When I was a child, I made a promise to God. To be honest, I can’t really remember what it was. All I remember is that I broke it. And I was devastated. It took some time before I got up the courage to ask our pastor if God could ever forgive me. Of course the answer was yes, but it took still longer for me to believe it.

Promises are a big deal to me. I am dead serious about them. Still, I have broken many more since then. Sometimes out of negligence or weakness, sometimes because of circumstances outside of my control, and sometimes because I had no business making it in the first place. If you were to make me a promise, I would like to believe you but I wouldn’t stake my life on it. Unfortunately, I know myself and you all too well; we have an exceptional ability to fail ourselves and each other.
It seems so improbable to me that God’s chosen people believed and held to the promise of the coming Messiah for so long. I mean, it took hundreds and hundreds of years and many generations before Jesus showed up, and all they had to go on was God’s word on the matter. Yet they held fast, and they taught their children to expect Him. God’s promises didn’t devolve into folklore or old wives’ tales, but they were held as fact.
Today we find ourselves in a similar limbo. God has promised the return of Jesus and that He will gather us to him forever. And we have been waiting a long time. Still, this is everything to us who follow Christ, and the bedrock of our faith. Why do we still believe after all this time? The Holy Spirit, who can touch the depths in us where mere words or understanding cannot, whispers to our soul and we know it is true. Because God’s promises are bigger than what we can understand a promise to be. God could no more break his word than I could become six feet tall. It’s just impossible.

So I challenge you to take a minute and read all the promises God has made to you in the Bible. They are very personal. And know that they are absolutely set in stone. Tell them to yourself so you better understand who God is and how he feels about you. It will change you, I promise. No really, I do.

Shea’s Reflections

“If the tender yearning is gone from the advent hope today there must be a reason for it; and I think I know what it is […] popular fundamentalist theology has emphasized the utility of the cross rather than the beauty of the One who died on it.”
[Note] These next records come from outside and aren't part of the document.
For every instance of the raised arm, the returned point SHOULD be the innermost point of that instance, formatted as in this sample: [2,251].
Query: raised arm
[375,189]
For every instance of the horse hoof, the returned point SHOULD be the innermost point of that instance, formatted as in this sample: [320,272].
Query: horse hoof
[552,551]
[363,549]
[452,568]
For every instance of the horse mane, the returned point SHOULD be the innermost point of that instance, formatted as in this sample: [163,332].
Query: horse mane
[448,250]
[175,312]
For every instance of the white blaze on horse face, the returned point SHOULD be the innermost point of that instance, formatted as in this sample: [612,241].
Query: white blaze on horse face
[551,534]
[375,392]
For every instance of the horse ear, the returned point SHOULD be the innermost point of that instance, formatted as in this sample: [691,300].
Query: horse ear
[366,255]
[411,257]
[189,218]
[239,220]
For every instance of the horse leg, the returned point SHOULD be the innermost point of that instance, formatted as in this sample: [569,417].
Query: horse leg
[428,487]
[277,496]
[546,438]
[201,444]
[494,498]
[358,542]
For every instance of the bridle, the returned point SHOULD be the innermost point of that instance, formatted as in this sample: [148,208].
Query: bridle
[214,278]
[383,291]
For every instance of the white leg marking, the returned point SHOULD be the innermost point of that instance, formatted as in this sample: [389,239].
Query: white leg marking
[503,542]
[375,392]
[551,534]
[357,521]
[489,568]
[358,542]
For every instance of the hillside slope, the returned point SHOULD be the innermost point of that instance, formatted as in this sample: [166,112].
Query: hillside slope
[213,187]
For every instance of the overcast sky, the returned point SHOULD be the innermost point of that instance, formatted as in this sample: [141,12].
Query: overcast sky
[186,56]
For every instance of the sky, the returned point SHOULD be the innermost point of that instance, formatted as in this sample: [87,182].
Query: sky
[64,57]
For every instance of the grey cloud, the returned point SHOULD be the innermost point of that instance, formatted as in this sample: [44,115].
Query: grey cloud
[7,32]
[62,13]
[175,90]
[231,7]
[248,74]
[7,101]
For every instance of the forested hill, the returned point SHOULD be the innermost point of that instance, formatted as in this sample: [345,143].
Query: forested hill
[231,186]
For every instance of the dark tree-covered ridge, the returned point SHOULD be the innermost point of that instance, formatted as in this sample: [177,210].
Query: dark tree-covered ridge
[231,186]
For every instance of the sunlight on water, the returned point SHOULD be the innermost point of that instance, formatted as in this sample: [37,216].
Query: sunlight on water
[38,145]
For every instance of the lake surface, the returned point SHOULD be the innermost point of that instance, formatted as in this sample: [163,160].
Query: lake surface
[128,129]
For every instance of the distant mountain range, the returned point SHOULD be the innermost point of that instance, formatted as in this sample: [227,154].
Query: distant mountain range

Pragmatism is defined as “an approach that assesses truth or meaning of things in terms of the success of their practical application.” Pragmatism is evil. Or least, it is when mis-applied. The saying… “When you are a hammer, everything looks like a nail.” is helpful here – pragmatism sways us to judge everything, and everyone, in terms of whether they are useful to us. 

As Janet once sang… “What Have You Done For Me Lately!?!” – and I fear we ask the same of Christ in these days of wide-spread ADHDeity. We don’t often intently seek the inherent goodness, the innate beauty, the intrinsic truth – we look at squirrels instead. And if something isn’t “working” for us, we toss it like slightly stale cookies rather than holding on to hope for which we were called by our Creator and Savior – the Almighty. 

But at the same time, please be aware that we are victims as much as we are offenders here. Nurture and Nature have been stacked against us in this regard and so I will not ask you to rev up your power banks and just “do better”, nor will I ask you to pick up your swords and slay the pragmatic beasts as they come at you one by one. I only encourage to you see them for what they are, and then lift your eyes to your Champion – the Pioneer and Perfecter of your faith – the One who will arrive in glory.